Ortiz paid approximately $50,000 of the roughly $220,000 owed to the IRS. He stopped making payments, and the IRS filed suit against him on April 30, 2007. The agency obtained a judgment against Ortiz but was unable to collect on it.
Subsequently, the IRS pursued the Hasbuns for the remaining money due. The Hasbuns paid off the remaining debt but then filed suit against the IRS for a refund of a costly trust fund recovery penalty that had been assessed against them.
Internal Revenue Code Section 6672 deals with trust fund recovery penalties and imposes liability upon (1) a responsible person (2) who has willfully failed to perform certain duties. IRC Section 6672 defines a “responsible person” as a person who has a duty to collect, account for, or pay over taxes withheld from the wages of a company’s employees.

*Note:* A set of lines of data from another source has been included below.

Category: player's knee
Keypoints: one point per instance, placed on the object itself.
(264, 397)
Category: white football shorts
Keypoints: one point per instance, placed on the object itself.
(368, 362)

As the owners of Empire Marble and Granite, Inc., the Hasbuns were clearly responsible persons, meeting the first component of the two-part test. And, because of financial difficulties, the Hasbuns willfully chose not to remit payroll taxes but instead pay vendors of the business to help keep the business afloat. That decision met the second component.
Because the Hasbuns had met both parts of the two-part test of IRC Section 6672, their only hope to escape the trust fund tax penalty was to have it waived due to reasonable cause.
Prior case law has made it clear that responsible persons who knew withholding taxes were due, but made a conscious decision to use corporate funds to pay other creditors, don’t qualify for reasonable cause. The court ruled in favor of the IRS (Salvador Hasbun and Susana Hasbun v. USA, U.S. District Court, Southern District of Florida, Aug. 24, 2015).